Role of Endothelin 1 on Proliferation and Migration of Human MCF-7 Cells
(2020-10-01) Zafer BAYRAKTUTAN; Muhammet ÇELİK; Arzu BİLEN; İrfan ÇINAR; Muhammed YAYLA
Objective: The aim of this study was to explore the role of endothelin 1 (ET-1) in human breast cancer proliferation and migration and antagonism of endothelin receptor A (ETAR) and endothelin receptor B (ETBR) by using the non-selective dual ETA/ETB receptor antagonist bosentan and determine its anti-proliferative, anti-metastatic, and apoptotic effects demonstrated by nuclear factor kappa B (NF-kB), vascular endothelial growth factor (VEGF), Caspase 3 and Caspase 9 expression on endothelin-induced proliferation of MCF-7 cell line in vitro.Materials and Methods: A total of 8,000 cells were seeded into e-plates 24 hours after the cells were incubated with or without 10-4 M BOS (1 hour before ET-1 treatment); 10-7, 10-8, and 10-9 M ET-1 for 1-4 days.Results: Whether ET-1 is present or not in the tumor area, bosentan exerts anti-proliferative effect on breast cancer.
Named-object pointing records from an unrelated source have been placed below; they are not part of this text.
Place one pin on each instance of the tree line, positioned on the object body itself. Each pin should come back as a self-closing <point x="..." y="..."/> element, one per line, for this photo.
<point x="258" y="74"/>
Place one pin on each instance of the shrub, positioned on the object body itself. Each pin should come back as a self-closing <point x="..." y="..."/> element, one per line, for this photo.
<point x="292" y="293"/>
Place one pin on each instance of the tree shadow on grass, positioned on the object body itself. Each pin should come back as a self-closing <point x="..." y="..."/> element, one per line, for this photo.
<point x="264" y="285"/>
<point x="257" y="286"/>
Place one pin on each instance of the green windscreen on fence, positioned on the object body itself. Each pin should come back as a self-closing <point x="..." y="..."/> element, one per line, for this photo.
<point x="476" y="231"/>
However, ET-1 and bosentan group showed important inhibitory effect on tumor migration compared to bosentan alone, which can be attributed to increased activity of ET-1 axis in the presence of ET-1. The imbalance among the NF-kB, caspases, and VEGF, which are predictive factors of carcinogenesis significantly improved after bosentan administration.Conclusion: Our study definitely demonstrated ET-1 and its critical role in cancer progression with apoptotic and anti-apoptotic pathways (NF-κB) and VEGF expression, and migration analyses were also performed. The second major finding was that bosentan inhibited ET-1-mediated effects on tumor proliferation and migration.